The parser interprets the space as part of the alphanumeric string and complains because it thinks the field is not complete (i.e. it does not end in a non-space character).

Anyone have a suggestion of how to get around this problem?
Re: Terminals with whitespace [message #1063002 is a reply to message #1062987] Tue, 11 June 2013 17:22 Go to previous messageGo to next message
Henrik Lindberg is currently offline Henrik LindbergFriend
Messages: 2509
Registered: July 2009
Senior Member
If you are using the default terminals, you will end up with
overlapping terminals, and lots of problems.

Why not simply use a data rule - e.g. something like:

AlphaNumeric : (ID | Number | NonCommaPunctuation)+ ;
NonCommaPunctuation : ':' | ';' | ... ;

....

Regards
- henrik

On 2013-11-06 17:47, Neal Kruis wrote:
> I am trying to create an Xtext project for a language whose general form
> is a set of comma separated lists. For example:
>
>
> ObjectName,
> Field 1, !- Comment describing field 1
> Field 2, !- Comment describing field 2
> Field N; !- Comment describing filed N
>
>
> Here is my problem: The fields can be any alphanumeric string and may
> contain spaces. So I originally created the terminal this way:
>
>
> terminal ALPHANUMERIC :
> ( ('0'..'9' | 'A'..'Z' | 'a'..'z') |
> ('0'..'9' | 'A'..'Z' | 'a'..'z') ('0'..'9' | 'A'..'Z' | 'a'..'z' |
> ' ')* ('0'..'9' | 'A'..'Z' | 'a'..'z')
> )
> ;
>
>
> Whitespace is allowed on either side of the field (the actual string
> will trim off whitespace between the fields and commas).
>
> The problem is that when I use this, and have a space between the field
> and the comma, e.g.:
>
>
> Field X ,
>
>
> The parser interprets the space as part of the alphanumeric string and
> complains because it thinks the field is not complete (i.e. it does not
> end in a non-space character).
>
> Anyone have a suggestion of how to get around this problem?
Re: Terminals with whitespace [message #1063016 is a reply to message #1063002] Tue, 11 June 2013 19:15 Go to previous messageGo to next message
Neal Kruis is currently offline Neal KruisFriend
Messages: 15
Registered: October 2012
Junior Member
How does your example allow for spaces in the Alphanumeric type?
Re: Terminals with whitespace [message #1063027 is a reply to message #1063016] Tue, 11 June 2013 20:17 Go to previous messageGo to next message
Christian Dietrich is currently offline Christian DietrichFriend
Messages: 14665
Registered: July 2009
Senior Member
Since WS is hidden by default it can be contained between the tokens
Of the data type rule as well

--
Need training, onsite consulting or any other kind of help for Xtext?
Go visit http://xtext.itemis.com or send a mail to xtext at itemis dot de


Twitter : @chrdietrich
Blog : https://www.dietrich-it.de
Re: Terminals with whitespace [message #1063044 is a reply to message #1063027] Tue, 11 June 2013 21:20 Go to previous messageGo to next message
Neal Kruis is currently offline Neal KruisFriend
Messages: 15
Registered: October 2012
Junior Member
The problem is that I don't want spaces hidden from the tokens.

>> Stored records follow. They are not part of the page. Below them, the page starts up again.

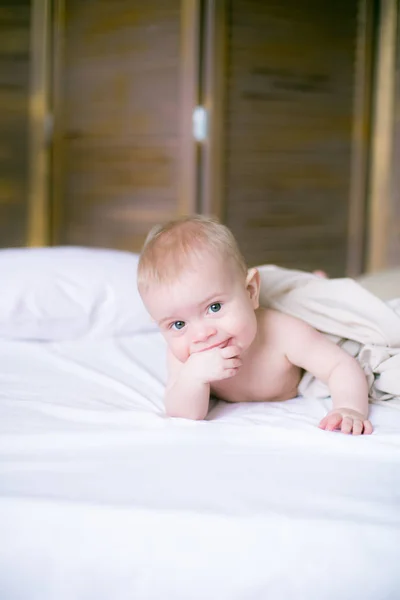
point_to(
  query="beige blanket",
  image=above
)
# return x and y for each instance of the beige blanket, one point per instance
(365, 326)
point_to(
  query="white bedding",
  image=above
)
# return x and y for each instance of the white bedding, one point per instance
(103, 498)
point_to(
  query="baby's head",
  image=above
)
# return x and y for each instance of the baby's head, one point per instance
(195, 284)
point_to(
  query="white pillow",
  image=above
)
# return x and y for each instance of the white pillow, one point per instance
(62, 293)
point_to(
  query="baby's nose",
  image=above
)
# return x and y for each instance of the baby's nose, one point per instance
(203, 332)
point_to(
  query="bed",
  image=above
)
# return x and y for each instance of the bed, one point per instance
(102, 497)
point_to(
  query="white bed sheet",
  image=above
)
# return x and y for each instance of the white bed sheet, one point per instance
(103, 498)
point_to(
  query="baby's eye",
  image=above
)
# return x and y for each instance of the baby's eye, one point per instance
(215, 307)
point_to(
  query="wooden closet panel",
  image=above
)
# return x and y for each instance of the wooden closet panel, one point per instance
(394, 208)
(288, 130)
(14, 122)
(120, 120)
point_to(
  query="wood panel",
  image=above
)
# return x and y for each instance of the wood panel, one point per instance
(120, 120)
(289, 130)
(14, 122)
(393, 228)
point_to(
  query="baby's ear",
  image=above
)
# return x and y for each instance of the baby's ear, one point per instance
(253, 286)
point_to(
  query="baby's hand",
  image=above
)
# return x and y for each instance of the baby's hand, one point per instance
(213, 365)
(347, 420)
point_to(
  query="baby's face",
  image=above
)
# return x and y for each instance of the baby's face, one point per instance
(211, 305)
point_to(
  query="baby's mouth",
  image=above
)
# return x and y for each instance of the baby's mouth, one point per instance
(220, 345)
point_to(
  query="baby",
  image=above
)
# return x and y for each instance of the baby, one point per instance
(195, 284)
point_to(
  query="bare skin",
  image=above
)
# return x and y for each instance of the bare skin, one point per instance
(220, 341)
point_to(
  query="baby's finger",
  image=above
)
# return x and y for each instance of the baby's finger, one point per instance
(233, 363)
(347, 425)
(230, 351)
(227, 373)
(357, 427)
(367, 427)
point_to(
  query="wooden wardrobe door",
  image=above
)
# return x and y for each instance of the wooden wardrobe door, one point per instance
(118, 124)
(288, 130)
(14, 121)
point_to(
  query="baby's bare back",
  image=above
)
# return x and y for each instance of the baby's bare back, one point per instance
(266, 373)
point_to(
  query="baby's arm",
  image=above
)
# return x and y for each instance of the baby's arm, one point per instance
(188, 388)
(312, 351)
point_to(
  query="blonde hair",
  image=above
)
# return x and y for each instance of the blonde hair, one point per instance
(171, 248)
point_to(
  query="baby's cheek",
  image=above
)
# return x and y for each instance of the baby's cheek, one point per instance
(179, 349)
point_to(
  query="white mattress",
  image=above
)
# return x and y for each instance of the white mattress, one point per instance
(103, 498)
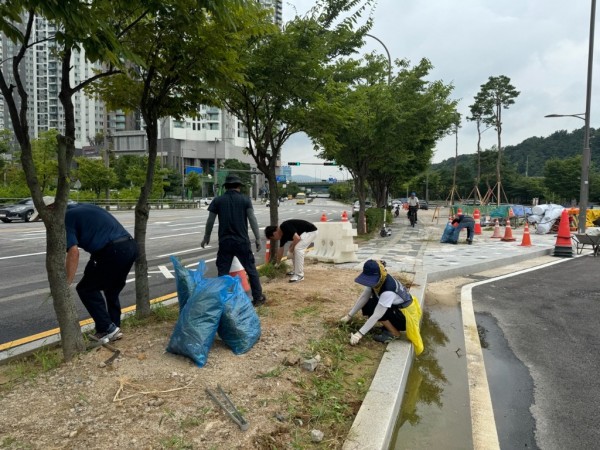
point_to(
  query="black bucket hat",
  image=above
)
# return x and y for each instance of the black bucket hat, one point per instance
(232, 181)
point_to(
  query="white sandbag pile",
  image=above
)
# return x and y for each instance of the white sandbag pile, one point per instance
(544, 217)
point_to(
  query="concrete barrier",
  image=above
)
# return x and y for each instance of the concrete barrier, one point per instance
(334, 243)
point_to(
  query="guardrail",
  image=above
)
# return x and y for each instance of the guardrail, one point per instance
(123, 205)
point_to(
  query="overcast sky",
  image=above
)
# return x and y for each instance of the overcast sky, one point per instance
(541, 45)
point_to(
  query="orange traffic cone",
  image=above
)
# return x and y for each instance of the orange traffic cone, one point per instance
(497, 233)
(477, 217)
(563, 246)
(526, 242)
(508, 233)
(237, 270)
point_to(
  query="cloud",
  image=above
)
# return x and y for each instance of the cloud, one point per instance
(542, 46)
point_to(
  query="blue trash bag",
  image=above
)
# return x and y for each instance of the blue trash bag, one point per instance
(195, 330)
(448, 234)
(239, 326)
(186, 280)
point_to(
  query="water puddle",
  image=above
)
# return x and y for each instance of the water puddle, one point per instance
(435, 410)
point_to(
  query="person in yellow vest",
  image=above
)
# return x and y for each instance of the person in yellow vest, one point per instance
(386, 300)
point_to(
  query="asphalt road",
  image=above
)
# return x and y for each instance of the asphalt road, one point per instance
(25, 303)
(542, 354)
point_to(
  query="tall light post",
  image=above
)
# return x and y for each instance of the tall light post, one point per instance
(182, 174)
(215, 182)
(586, 156)
(389, 57)
(389, 83)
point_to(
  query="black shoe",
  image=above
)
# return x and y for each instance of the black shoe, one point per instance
(384, 337)
(261, 301)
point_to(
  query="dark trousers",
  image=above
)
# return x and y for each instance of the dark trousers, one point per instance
(106, 271)
(228, 248)
(413, 208)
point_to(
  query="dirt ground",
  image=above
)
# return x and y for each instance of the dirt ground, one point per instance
(150, 399)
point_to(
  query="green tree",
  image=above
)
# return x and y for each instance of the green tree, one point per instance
(562, 177)
(92, 27)
(494, 96)
(44, 151)
(287, 72)
(5, 146)
(385, 133)
(193, 182)
(94, 175)
(183, 51)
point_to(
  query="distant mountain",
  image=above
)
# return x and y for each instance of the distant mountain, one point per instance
(304, 179)
(531, 154)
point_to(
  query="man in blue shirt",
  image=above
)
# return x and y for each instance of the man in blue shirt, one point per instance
(235, 211)
(113, 251)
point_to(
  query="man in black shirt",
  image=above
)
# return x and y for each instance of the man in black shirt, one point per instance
(235, 211)
(463, 221)
(300, 234)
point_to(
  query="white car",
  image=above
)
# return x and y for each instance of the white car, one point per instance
(356, 206)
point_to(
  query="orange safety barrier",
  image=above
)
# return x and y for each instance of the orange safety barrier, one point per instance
(477, 218)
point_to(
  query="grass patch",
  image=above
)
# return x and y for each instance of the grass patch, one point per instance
(310, 310)
(158, 314)
(329, 398)
(273, 373)
(30, 367)
(175, 443)
(273, 271)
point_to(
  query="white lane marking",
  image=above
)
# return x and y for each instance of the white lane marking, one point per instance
(22, 256)
(166, 272)
(29, 239)
(191, 227)
(173, 235)
(483, 423)
(182, 251)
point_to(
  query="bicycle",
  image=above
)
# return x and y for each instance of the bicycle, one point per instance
(412, 215)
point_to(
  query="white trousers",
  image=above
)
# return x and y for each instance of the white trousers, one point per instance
(297, 258)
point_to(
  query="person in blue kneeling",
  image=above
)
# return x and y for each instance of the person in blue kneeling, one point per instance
(112, 254)
(385, 300)
(463, 221)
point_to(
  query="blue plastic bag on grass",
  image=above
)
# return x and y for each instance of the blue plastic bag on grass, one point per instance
(448, 234)
(199, 317)
(239, 326)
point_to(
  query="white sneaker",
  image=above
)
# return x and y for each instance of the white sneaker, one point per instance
(115, 335)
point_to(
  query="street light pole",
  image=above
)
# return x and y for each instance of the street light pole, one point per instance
(585, 159)
(215, 183)
(586, 156)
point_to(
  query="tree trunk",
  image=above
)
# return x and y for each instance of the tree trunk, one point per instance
(62, 296)
(142, 213)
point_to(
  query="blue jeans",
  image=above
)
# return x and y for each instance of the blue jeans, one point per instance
(469, 225)
(228, 248)
(106, 272)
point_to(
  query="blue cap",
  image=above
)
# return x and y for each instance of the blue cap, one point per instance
(370, 275)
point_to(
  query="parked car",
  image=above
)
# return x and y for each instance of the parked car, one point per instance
(22, 210)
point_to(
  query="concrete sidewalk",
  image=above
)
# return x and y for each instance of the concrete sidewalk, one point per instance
(418, 254)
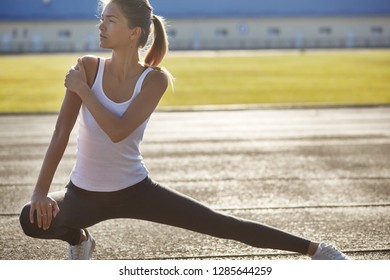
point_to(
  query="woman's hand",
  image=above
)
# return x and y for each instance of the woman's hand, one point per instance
(76, 79)
(46, 208)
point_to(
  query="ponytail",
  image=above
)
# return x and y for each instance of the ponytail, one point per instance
(159, 47)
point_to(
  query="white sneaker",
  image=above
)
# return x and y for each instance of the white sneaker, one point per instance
(84, 250)
(328, 252)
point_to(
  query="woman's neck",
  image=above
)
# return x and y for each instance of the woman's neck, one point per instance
(125, 65)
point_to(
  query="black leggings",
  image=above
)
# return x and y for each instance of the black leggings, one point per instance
(150, 201)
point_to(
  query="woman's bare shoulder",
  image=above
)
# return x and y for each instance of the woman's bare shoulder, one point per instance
(91, 63)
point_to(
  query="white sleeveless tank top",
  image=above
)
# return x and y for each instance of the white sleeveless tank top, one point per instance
(102, 165)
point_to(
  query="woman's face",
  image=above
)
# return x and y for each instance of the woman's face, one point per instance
(114, 29)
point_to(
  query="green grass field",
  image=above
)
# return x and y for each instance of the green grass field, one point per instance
(34, 83)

I want the parser to be able to recognize everything between the first non-whitespace character and the last non-whitespace character (including spaces) as a field. All the other whitespace between the commas (or semicolon if it's the last field) should be hidden.

[Updated on: Tue, 11 June 2013 21:27]

Report message to a moderator

Re: Terminals with whitespace [message #1063060 is a reply to message #1063044] Wed, 12 June 2013 01:37 Go to previous messageGo to next message
Henrik Lindberg is currently offline Henrik LindbergFriend
Messages: 2509
Registered: July 2009
Senior Member
On 2013-11-06 23:20, Neal Kruis wrote:
> The problem is that I don't want spaces hidden from the tokens. I want
> the parser to be able to recognize everything between the first
> non-whitespace character and the last non-whitespace character
> (including spaces) as a field. All the other whitespace between the
> commas (or semicolon if it's the last field) can be hidden.

You can specify which tokens should be hidden per rule. By default WS is
hidden. If you want it visible, you declare the other rules as being hidden.

my_rule hidden(SL_COMMENT, ML_COMMENT) :
# WS is visible here, and must be specified where it may appear
ID WS ID WS ID
;

The rule above would parse any 3 ID with WS between them. The whitespace
matched by WS is included in the resulting string.

Input of 'A B C' thus produces the token text "A B C" for my_rule.

Hope this helps.

- henrik
Re: Terminals with whitespace [message #1063223 is a reply to message #1063060] Wed, 12 June 2013 17:22 Go to previous messageGo to next message
Neal Kruis is currently offline Neal KruisFriend
Messages: 15
Registered: October 2012
Junior Member
Wouldn't this limit me to two whitespace characters though? I need to allow any number of white space characters, e.g.:

"A", "A B", "A B C", or "A B C D", etc.
Re: Terminals with whitespace [message #1063225 is a reply to message #1063223] Wed, 12 June 2013 17:31 Go to previous messageGo to next message
Christian Dietrich is currently offline Christian DietrichFriend
Messages: 14665
Registered: July 2009
Senior Member
Nope:

terminal WS : (' '|'\t'|'\r'|'\n')+;

--
Need training, onsite consulting or any other kind of help for Xtext?
Go visit http://xtext.itemis.com or send a mail to xtext at itemis dot de


Twitter : @chrdietrich
Blog : https://www.dietrich-it.de
Re: Terminals with whitespace [message #1063226 is a reply to message #1063225] Wed, 12 June 2013 17:38 Go to previous messageGo to next message
Christian Dietrich is currently offline Christian DietrichFriend
Messages: 14665
Registered: July 2009
Senior Member
P.S.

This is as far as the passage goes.